Entre les chiffres – EWS 2017 Millau, des cailloux et de l’eau !

Le week-end dernier se déroulait la cinquième manche Enduro World Series de la saison, en un lieu particulier : Millau. D’un point de vue international, le “home soil” des pilotes français hauteurs d’une razzia sur les feuilles de classement.

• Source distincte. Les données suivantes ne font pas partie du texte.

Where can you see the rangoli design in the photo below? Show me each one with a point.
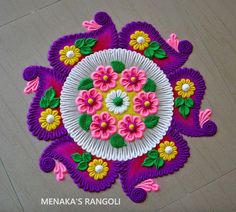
(116, 105)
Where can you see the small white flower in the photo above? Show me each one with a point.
(117, 101)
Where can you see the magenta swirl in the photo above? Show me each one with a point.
(185, 47)
(47, 164)
(138, 195)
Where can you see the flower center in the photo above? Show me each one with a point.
(185, 87)
(105, 77)
(50, 119)
(90, 101)
(147, 103)
(168, 150)
(133, 79)
(70, 54)
(98, 168)
(140, 39)
(103, 124)
(118, 101)
(131, 127)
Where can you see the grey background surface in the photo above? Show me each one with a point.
(208, 180)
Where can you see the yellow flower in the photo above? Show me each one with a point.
(49, 119)
(70, 55)
(139, 40)
(185, 88)
(98, 169)
(168, 150)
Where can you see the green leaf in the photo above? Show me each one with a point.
(82, 166)
(90, 42)
(84, 121)
(179, 101)
(86, 156)
(189, 102)
(79, 43)
(85, 84)
(151, 121)
(159, 162)
(160, 54)
(153, 154)
(148, 162)
(86, 50)
(44, 103)
(117, 141)
(54, 103)
(50, 94)
(154, 45)
(149, 86)
(184, 111)
(149, 52)
(118, 66)
(76, 157)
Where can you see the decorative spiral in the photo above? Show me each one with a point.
(30, 73)
(47, 164)
(185, 47)
(102, 18)
(210, 128)
(138, 195)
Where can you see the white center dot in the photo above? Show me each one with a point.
(50, 118)
(168, 150)
(70, 54)
(140, 39)
(185, 87)
(98, 168)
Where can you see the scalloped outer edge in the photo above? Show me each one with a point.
(185, 47)
(178, 163)
(74, 173)
(209, 128)
(31, 73)
(101, 18)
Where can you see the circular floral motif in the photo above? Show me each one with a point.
(89, 101)
(139, 40)
(104, 78)
(117, 101)
(185, 88)
(70, 55)
(146, 103)
(168, 150)
(133, 79)
(103, 126)
(98, 169)
(131, 127)
(49, 119)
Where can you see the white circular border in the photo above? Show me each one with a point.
(103, 149)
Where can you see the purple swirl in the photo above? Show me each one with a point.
(47, 164)
(30, 73)
(185, 47)
(210, 128)
(102, 18)
(138, 195)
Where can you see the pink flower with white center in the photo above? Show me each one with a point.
(146, 103)
(103, 126)
(89, 101)
(133, 79)
(131, 127)
(104, 78)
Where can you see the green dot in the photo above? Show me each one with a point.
(118, 101)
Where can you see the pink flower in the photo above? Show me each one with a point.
(133, 79)
(146, 103)
(131, 127)
(89, 101)
(104, 78)
(103, 126)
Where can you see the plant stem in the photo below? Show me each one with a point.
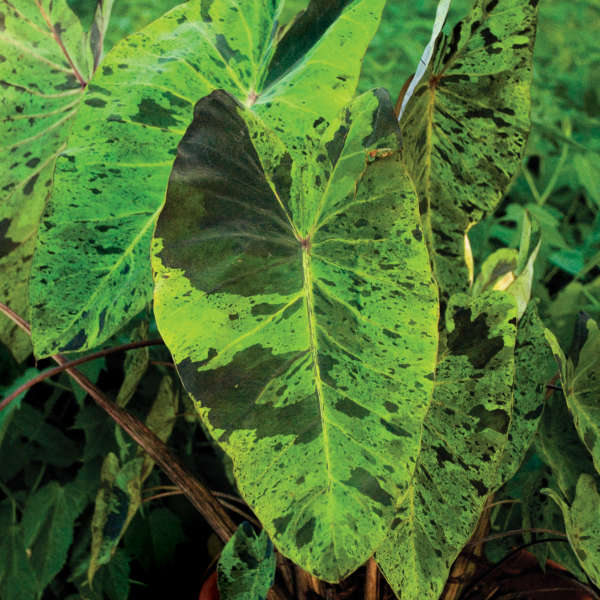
(68, 365)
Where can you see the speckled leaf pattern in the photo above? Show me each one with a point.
(534, 368)
(581, 385)
(582, 523)
(246, 569)
(45, 56)
(110, 183)
(297, 301)
(466, 125)
(464, 437)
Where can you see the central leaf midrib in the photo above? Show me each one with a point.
(314, 350)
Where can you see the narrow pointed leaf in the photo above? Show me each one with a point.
(45, 58)
(464, 437)
(246, 568)
(582, 522)
(110, 182)
(297, 301)
(534, 368)
(466, 125)
(581, 385)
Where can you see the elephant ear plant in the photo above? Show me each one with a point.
(307, 255)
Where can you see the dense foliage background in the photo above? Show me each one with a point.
(53, 448)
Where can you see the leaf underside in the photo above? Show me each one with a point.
(296, 298)
(466, 125)
(110, 182)
(43, 52)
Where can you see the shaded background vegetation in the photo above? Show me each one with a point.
(60, 436)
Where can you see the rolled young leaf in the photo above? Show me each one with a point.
(297, 300)
(465, 127)
(110, 183)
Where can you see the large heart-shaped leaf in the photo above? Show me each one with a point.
(464, 437)
(46, 59)
(296, 297)
(110, 183)
(466, 125)
(581, 385)
(246, 568)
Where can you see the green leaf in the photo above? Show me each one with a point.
(582, 522)
(464, 439)
(161, 418)
(95, 238)
(117, 501)
(135, 366)
(534, 368)
(48, 522)
(45, 59)
(581, 385)
(303, 321)
(247, 565)
(17, 577)
(465, 127)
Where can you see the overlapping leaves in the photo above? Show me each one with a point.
(46, 58)
(296, 297)
(466, 125)
(110, 182)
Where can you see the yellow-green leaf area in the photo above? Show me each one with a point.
(110, 182)
(296, 297)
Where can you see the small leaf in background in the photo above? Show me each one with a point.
(135, 365)
(310, 360)
(581, 385)
(588, 171)
(465, 436)
(582, 523)
(246, 568)
(161, 418)
(534, 368)
(153, 536)
(48, 522)
(466, 125)
(92, 371)
(117, 501)
(18, 579)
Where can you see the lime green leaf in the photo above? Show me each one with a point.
(582, 522)
(581, 385)
(161, 418)
(303, 321)
(246, 568)
(466, 125)
(534, 368)
(464, 437)
(48, 522)
(110, 183)
(45, 60)
(117, 501)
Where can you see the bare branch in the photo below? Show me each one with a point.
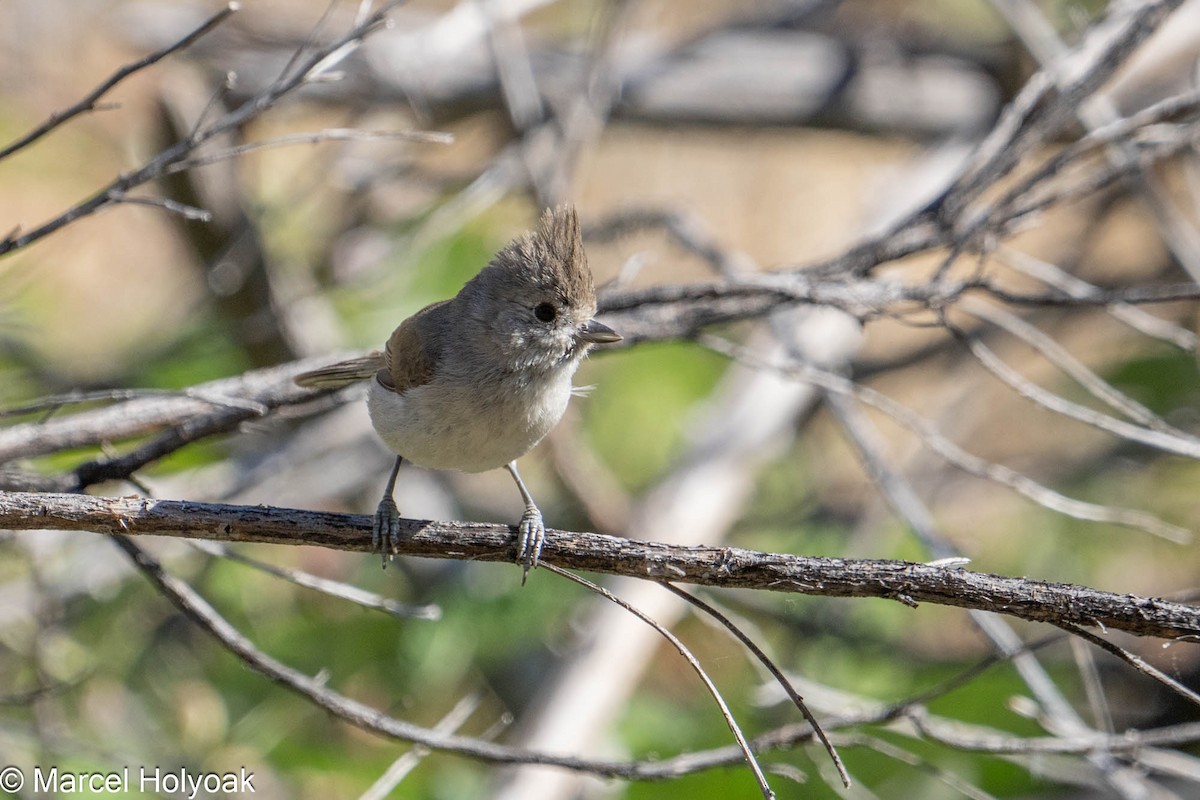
(712, 566)
(777, 673)
(156, 167)
(691, 661)
(91, 98)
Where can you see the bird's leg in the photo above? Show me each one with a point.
(385, 525)
(532, 529)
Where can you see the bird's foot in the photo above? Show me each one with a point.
(532, 535)
(385, 530)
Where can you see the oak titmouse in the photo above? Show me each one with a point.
(473, 383)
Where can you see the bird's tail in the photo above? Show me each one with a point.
(343, 373)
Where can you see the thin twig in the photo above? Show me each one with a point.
(174, 206)
(316, 137)
(766, 661)
(713, 566)
(1135, 662)
(327, 587)
(751, 762)
(959, 457)
(89, 101)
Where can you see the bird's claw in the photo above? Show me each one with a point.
(532, 535)
(385, 529)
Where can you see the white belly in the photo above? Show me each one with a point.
(455, 427)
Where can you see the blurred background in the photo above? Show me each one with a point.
(699, 140)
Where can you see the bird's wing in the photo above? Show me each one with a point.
(343, 373)
(414, 349)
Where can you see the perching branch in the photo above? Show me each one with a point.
(712, 566)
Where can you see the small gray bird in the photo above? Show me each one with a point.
(473, 383)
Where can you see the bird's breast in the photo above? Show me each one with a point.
(468, 425)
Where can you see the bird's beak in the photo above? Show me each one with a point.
(597, 334)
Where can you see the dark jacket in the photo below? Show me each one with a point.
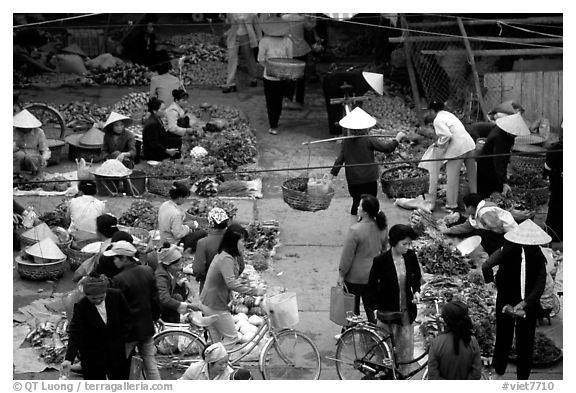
(98, 342)
(167, 288)
(509, 260)
(138, 284)
(492, 171)
(123, 143)
(361, 151)
(383, 286)
(156, 140)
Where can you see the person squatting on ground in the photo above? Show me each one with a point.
(365, 240)
(455, 354)
(355, 153)
(520, 282)
(221, 280)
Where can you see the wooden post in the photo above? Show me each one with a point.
(411, 73)
(474, 70)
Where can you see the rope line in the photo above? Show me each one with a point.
(247, 171)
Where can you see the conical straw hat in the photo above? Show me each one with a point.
(376, 81)
(45, 249)
(25, 119)
(529, 234)
(357, 120)
(93, 138)
(513, 124)
(114, 117)
(39, 232)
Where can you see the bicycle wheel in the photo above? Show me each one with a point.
(290, 355)
(355, 345)
(52, 121)
(176, 350)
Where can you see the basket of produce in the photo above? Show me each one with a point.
(405, 181)
(281, 68)
(162, 186)
(295, 194)
(75, 254)
(545, 352)
(42, 261)
(530, 163)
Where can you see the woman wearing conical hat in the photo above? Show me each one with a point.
(30, 150)
(492, 171)
(119, 143)
(520, 282)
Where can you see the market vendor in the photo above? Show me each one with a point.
(83, 211)
(457, 146)
(30, 151)
(158, 144)
(355, 153)
(485, 219)
(172, 220)
(520, 282)
(179, 120)
(119, 143)
(493, 171)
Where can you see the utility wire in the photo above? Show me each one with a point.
(248, 171)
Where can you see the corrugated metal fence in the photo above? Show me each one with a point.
(540, 93)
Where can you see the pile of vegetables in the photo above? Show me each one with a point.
(50, 339)
(57, 217)
(201, 207)
(125, 74)
(545, 351)
(140, 214)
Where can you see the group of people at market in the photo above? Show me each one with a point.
(123, 289)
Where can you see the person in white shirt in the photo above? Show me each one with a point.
(214, 365)
(83, 211)
(486, 220)
(274, 44)
(455, 144)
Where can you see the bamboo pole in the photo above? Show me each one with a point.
(411, 72)
(474, 70)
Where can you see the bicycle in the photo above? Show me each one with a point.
(286, 354)
(367, 351)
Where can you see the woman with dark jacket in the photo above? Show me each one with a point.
(157, 143)
(492, 171)
(520, 282)
(394, 286)
(172, 288)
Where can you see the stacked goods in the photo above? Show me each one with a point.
(50, 339)
(140, 214)
(201, 207)
(126, 74)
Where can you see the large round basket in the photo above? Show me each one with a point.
(540, 195)
(162, 186)
(41, 271)
(75, 256)
(300, 200)
(528, 164)
(285, 68)
(396, 186)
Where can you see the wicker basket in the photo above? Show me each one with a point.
(41, 271)
(76, 257)
(540, 195)
(290, 69)
(300, 200)
(405, 188)
(162, 186)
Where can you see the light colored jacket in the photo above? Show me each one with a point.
(171, 223)
(363, 243)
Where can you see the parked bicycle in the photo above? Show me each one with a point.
(287, 353)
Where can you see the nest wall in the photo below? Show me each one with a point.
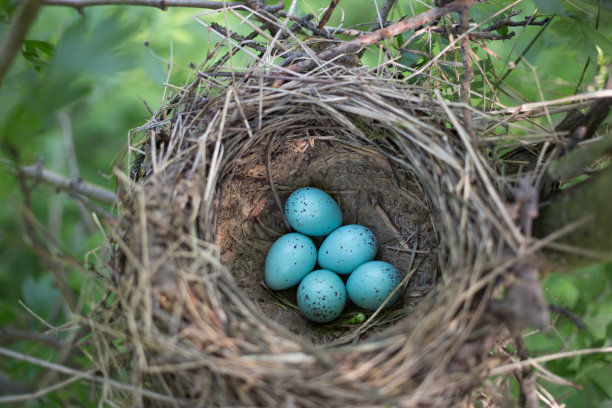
(193, 337)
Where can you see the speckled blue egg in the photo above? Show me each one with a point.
(312, 212)
(346, 248)
(321, 296)
(371, 283)
(290, 258)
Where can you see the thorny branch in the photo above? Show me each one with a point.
(160, 4)
(357, 44)
(507, 22)
(77, 186)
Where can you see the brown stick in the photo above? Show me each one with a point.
(357, 44)
(468, 72)
(328, 13)
(161, 4)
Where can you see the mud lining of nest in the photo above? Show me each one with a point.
(370, 192)
(194, 324)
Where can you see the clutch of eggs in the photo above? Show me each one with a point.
(347, 251)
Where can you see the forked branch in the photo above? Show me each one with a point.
(391, 31)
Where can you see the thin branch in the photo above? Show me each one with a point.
(15, 35)
(357, 44)
(468, 72)
(560, 310)
(327, 14)
(507, 22)
(504, 369)
(8, 334)
(160, 4)
(60, 182)
(385, 9)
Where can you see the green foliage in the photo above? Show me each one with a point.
(95, 69)
(588, 294)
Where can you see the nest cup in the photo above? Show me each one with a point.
(199, 329)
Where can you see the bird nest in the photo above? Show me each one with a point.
(188, 321)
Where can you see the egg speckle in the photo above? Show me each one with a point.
(371, 283)
(346, 248)
(312, 212)
(321, 296)
(290, 258)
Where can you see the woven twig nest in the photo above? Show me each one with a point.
(192, 324)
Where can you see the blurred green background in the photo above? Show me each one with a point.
(81, 85)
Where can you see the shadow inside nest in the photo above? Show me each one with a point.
(369, 191)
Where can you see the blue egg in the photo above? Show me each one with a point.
(321, 296)
(312, 212)
(346, 248)
(371, 283)
(290, 258)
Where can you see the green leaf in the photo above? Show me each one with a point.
(38, 53)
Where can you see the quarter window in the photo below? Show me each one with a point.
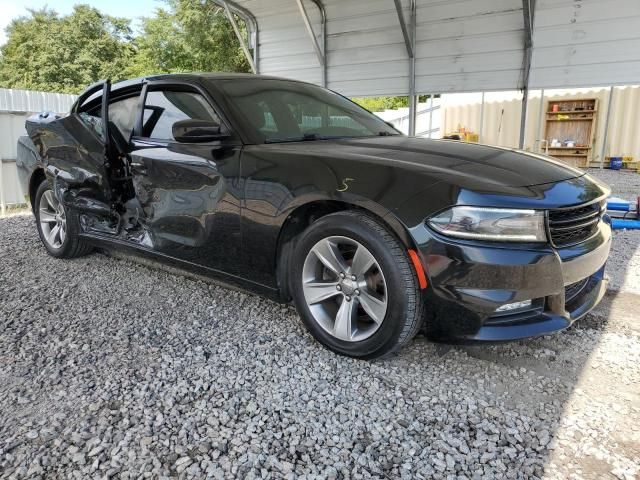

C’est vrai qu’avec un top 5 100% tricolore et 12 français parmi les vingt premiers, la domination est sans partage, ou presque.  Mais on va le voir : ceux de nos frenchies qui sont aux avant-postes ont un dénominateur commun…

Et ont sû, à un moment donné, faire usage de leurs qualités pour marquer les esprits et la course. Comment la victoire s’est-elle dessinée ? À quoi la différence tient-elle ? Qu’est-ce que l’analyse d’après-course nous apprend-t-elle ? Analyse Entre les chiffres Endurotribe pour tout saisir !

 


Temps de lecture estimé : 7 minutes – Photos : Enduro World Series


 

 

Format de la course

L’analyse débute comme toujours par un coup d’oeil sur le format de la course. Ici, une épreuve sur deux jours : 5 spéciales pour débuter, 4 pour finir…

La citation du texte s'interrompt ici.